A LITTLE LOOK-SEE: University of Memphis Law School alumni Friday toured the lobby of what will be the new Cecil C. Humphreys School of Law. -- Photo By Bill Dries
It's difficult to know for now what to call the brass, marble and stone building Downtown that stands at the end of Madison Avenue.
In about a year and a half it will be the Cecil C. Humphreys School of Law for the University of Memphis. It was the Front Street Post Office for nearly 40 years until the law school renovation began recently. And before that it was the federal courthouse for the Western District of Tennessee.
Before that the city's Customs House stood on the site. The Pony Express riders represented on the bronze and brass doors had stopped delivering the mail just 23 years before the Front Street site became the center of federal government activities in Memphis.
Then and now
The building's structure has changed radically in the intervening 124 years. Clock towers have come and gone. There were major renovations and additions in 1903 and 1930. The 1930 cornerstone on the northeast corner of the building bears the name of Treasury Secretary Andrew W. Mellon, an industrialist, financier and philanthropist whose legacy as founder of the National Gallery of Art is mixed with the distinction of being head of the Treasury when the Great Depression began.
In 2006, the U.S. Postal Service agreed in principle to move out once another location was found and a $5.3 million deal worked out to turn the property over to the University of Memphis.
University of Memphis Law School alumni got a look at the start of the latest changes last week. The tours didn't take in the old and soon-to-be courtroom on the upper floors. But there was a bronze and marble hint of what is to come in the Front Street lobby that was open to the visitors.
The VIP reception was a prelude to the university's Distinguished Alumni Awards Gala at The Peabody.
For some, it was a look into the future. For others, like Lewis Donelson, it was a glimpse at the past.
Donelson, an attorney, former Memphis City Council member and state finance commissioner, clerked in the building in 1942 for U.S. District Court Judge John Martin.
"I think it's going to be absolutely wonderful. It's a magnificent building," he said as others looked over the brass grills on now unused teller cages and perused blueprint drawings taped to a glass partition from the Post Office days.
"I tried a lot of cases in the courtroom here. They only had one judge," Donelson said.
These days the Western District has five judges - four in Memphis and one in Jackson, Tenn.
Attorney Charles Newman clerked for federal Judge Bailey Brown in the building in 1963 and also tried cases in the courtroom before making the transition to the present Federal Building a few blocks north on Front Street in the late 1960s.
"It's wonderful for the school and Downtown. ... It's an extraordinary old building," Newman said.
Acting law school Dean Kevin Smith said the renovation has about 16 months to go.
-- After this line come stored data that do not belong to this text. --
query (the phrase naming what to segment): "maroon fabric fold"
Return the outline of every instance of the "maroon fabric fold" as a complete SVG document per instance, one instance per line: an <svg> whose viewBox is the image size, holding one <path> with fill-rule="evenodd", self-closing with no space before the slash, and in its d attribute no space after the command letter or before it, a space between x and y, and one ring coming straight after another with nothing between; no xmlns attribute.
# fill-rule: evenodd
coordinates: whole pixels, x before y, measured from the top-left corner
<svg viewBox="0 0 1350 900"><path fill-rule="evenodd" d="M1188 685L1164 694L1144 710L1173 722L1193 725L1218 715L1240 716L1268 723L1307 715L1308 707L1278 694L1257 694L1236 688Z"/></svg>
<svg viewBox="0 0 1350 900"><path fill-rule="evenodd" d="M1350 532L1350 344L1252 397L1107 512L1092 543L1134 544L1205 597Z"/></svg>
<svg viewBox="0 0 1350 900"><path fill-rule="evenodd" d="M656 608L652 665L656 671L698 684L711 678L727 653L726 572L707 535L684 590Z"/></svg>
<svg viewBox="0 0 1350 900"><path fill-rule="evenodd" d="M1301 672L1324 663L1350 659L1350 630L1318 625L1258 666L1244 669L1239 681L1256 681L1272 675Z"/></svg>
About two months after that the first classes should begin and the old courtroom will again see action.
"It'll be nice to refurbish it a bit and actually train some lawyers as opposed to trying cases," he said.
"The fact that we're going to be just a couple blocks away from the federal and state courthouse, major law firms, big corporations, will allow for our students to have opportunities as externs and clerks - an opportunity to bring in judges and practitioners to speak to our students, to use our law library. There will be a great deal of interaction between the law school and the legal community."